Фиговый листочек плавно взлетел в воздух. Греки быстро отвернулись.
— Ой-ей… — Менелай кое-как поймал листочек и осторожно повесил его на место. — О, как тебя зовут, сын благороднейшего из мужей?
— Телемах, — ответил наследник Итаки.
— Секундочку. — Менелай нахмурился. — Подожди, а сколько тебе лет?
— Через месяц исполняется тридцать девять, — спокойно ответил Телемах.
— Так, а матери сколько?
— Двадцать пять.
— А отцу?
— Где-то под тридцать.
— А… ну, тогда нормально, — с облегчением рассмеялся Менелай, — А то я уже испугался, думаю, совсем, старый дурак, алгебру забыл. С чем ко мне пожаловали, по какому делу? Я не помню, как сюда попал и зачем, но мне здесь нравится.
— Я прибыл на Лесбос, чтобы хоть что-нибудь узнать о своем отце, — ответил Телемах.
— Так это Лесбос? — снова рассмеялся царь Спарты. — А я смотрю, что-то пейзаж вроде знакомый, а ведь домой к жене собирался… м-да… Одиссея, говоришь, ищешь? Что ж, встретил я давеча морского бога Протея. Выпили немного, молодость вспомнили… гм… Открыл он мне будущее героев, возвращающихся с Троянской войны, и про отца твоего что-то говорил… сейчас, сейчас… что-то типа того, мол, вернется он очень злой и кое-кого отправит прямехонько в царство Аида.
— А когда Одиссей домой вернется, этот Протей тебе не сказал? — с нетерпением спросил Телемах.
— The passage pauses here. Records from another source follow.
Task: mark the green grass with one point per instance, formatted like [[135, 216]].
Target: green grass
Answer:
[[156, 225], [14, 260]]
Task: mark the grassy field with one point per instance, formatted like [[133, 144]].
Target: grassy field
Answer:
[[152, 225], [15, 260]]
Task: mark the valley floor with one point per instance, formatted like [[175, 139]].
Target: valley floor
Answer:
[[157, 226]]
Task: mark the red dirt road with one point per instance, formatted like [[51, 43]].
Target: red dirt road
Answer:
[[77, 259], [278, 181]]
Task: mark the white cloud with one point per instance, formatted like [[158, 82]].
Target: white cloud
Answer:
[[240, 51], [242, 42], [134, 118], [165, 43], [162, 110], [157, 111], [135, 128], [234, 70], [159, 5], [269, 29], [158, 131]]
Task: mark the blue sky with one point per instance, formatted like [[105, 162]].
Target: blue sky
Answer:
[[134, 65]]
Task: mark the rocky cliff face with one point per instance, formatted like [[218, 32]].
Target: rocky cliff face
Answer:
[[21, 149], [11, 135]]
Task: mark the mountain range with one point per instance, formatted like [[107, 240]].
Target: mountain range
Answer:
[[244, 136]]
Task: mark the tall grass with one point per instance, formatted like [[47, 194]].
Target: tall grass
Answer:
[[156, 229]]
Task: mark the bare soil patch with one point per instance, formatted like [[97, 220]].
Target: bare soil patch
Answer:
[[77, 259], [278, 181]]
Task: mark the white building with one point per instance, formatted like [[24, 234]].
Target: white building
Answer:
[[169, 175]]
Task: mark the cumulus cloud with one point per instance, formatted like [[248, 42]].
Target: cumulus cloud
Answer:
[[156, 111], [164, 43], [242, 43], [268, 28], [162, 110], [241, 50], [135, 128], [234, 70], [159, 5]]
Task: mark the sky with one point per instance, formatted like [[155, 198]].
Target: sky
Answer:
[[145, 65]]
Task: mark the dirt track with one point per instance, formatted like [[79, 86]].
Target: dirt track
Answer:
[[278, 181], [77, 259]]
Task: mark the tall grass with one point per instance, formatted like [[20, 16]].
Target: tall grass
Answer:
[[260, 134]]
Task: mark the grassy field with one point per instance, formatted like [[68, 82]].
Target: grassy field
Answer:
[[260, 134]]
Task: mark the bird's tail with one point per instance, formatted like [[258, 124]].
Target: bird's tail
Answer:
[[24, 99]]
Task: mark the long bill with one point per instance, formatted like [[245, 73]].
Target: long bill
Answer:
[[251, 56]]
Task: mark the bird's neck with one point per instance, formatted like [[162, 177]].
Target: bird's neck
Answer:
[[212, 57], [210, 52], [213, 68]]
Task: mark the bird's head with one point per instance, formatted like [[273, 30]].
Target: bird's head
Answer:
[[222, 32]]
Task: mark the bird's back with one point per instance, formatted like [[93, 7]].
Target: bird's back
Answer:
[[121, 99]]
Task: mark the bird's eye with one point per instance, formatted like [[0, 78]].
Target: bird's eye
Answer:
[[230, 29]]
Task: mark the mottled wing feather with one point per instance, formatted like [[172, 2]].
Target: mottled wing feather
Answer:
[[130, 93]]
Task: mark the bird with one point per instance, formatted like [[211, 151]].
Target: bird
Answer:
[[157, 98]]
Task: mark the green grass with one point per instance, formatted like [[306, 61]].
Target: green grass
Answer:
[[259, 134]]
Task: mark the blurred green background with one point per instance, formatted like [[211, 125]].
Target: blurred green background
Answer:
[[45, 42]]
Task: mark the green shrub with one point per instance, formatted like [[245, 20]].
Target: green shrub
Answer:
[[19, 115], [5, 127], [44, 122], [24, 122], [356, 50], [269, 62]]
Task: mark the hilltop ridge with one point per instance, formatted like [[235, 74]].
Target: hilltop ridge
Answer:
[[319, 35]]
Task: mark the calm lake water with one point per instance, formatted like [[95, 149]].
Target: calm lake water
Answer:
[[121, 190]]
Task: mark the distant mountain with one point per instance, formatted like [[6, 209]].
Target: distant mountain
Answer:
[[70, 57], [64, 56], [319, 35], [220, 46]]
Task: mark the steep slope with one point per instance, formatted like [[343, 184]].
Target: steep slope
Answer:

— Да нет вроде, — пожал плечами Менелай. — Да мы пьяные были, не помню я.
— Понятно. — Сын Одиссея грустно кивнул, оставив царя Спарты наедине со своими мыслями.
— Эй, вы меня до материка не подбросите? — крикнул вслед грекам Менелай, но те его не услышали, быстро покинув пределы яблоневого садика.
— Ну как? — спросили друзья Телемаха, сторожившие сон старца Нестора.
— Да вроде Одиссей в Итаку вернется, — ответил им Телемах, — только непонятно когда.
И греки не спеша двинулись обратно к кораблю. Но далеко уйти они не успели. Вернее, им не дали далеко уйти.
— Мужчины! — внезапно раздался где-то сзади дикий душераздирающий вопль. — А-а-а-а, самцы!
Резко оглянувшись, мореплаватели побледнели. И, надо сказать, сделали они это весьма вовремя, потому что из кустов уже выскакивали какие-то голые толстые девки с копьями и сетками в руках.
Впереди всех бежала визгливая, хотя и весьма симпатичная особа, размахивавшая фаллосообразной дубиной.
— Секс или смерть? — завопила обнаженная особа, и греки, мельком взглянув на возможных партнерш, хором ответили “смерть”, естественно бросившись наутек.
Телемах бежал резвее всех, поскольку несколько раз побеждал на Олимпийских играх в беге по пересеченной местности от бешеного льва (к счастью для Телемаха, не немейского. — Авт.).